ETA: I also remember reading that there was some provable mathematical theorem that making a zip file of a zip file would ALWAYS compress it to something smaller – thus you could make a zip of a zip of a zip of a zip of a zip (It’s zip files all the way down!) – and each zipping would get smaller. But . . .
But the amount of compression with each zipping would get smaller and smaller, approaching zero, and thus the resulting file size, while always decreasing, would approach some limit. And of course, file sizes come in multiples of bytes. So when you got down to where the next compression would be less than one byte, that was the limit. I don’t think it took very many zippings for this to happen – As noted in other posts above, the first zipping gets you most of the compression that you’re going to get.
In my experience a Zip of a Zip was bigger than the original.
The first Zip file did all it could to compress the file. Zipping that Zip could not compress further but necessarily added some data integral to letting a Zip file work.
In short, a Zip of a Zip of a Zip…only grew in size after the first one.
@Whack-a-Mole, I think that is right. I remember that happening too,
and yes, it conflicts with what I wrote. I’m not familiar with any
kind of compression technology, but I think I know what is happening:
First, the ZIP algorithm analyzes the data to be compressed,
determines what patterns of bytes can be compressed to what smaller
pattern, and builds a “dictionary” of those correspondences. Then it
write that dictionary followed by the compressed data. I believe that
if the compression is too minimal (which could happen after the first
or second zipping), then the dictionary itself can take up more bytes
than the compressed data does – thus ending up a losing proposition.

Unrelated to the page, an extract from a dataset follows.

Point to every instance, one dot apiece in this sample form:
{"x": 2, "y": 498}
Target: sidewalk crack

Second, because zipping can combine many files into one file, there
must also be some kind of “directory”, giving the original file names
to be restored. This, of course, is extrinsic outside of any data in
the files themselves. In a mathematical theory sense, I think that
would not count as part of the compressed data, yet it must be added
to the compressed file as written.
So the theory of compression could say that each successive
compression will make it smaller (even if only infinitesimally), yet
all that bookkeeping data overtakes that. I believe that some
versions of the zip program (WinZip, I think?) took note of files that
became larger, and then simply wrote the uncompressed file as-is
instead of writing a compressed file.
It’s exactly the opposite. The pigeonhole principle guarantees that you can’t reduce file size on average. Ultimately, if all possible files are representable, then to represent all possible files of length N, you need N*2N bits in total. Compression programs redistribute these bits so that “interesting” files compress to lengths <N, but that inevitably means that other files will end up larger.
That said, real-world programs can sometimes “cheat” by storing the extra bits in metadata, which isn’t counted (a silly example would be a program that reduced small text files to 0 bytes by storing the data in the filename).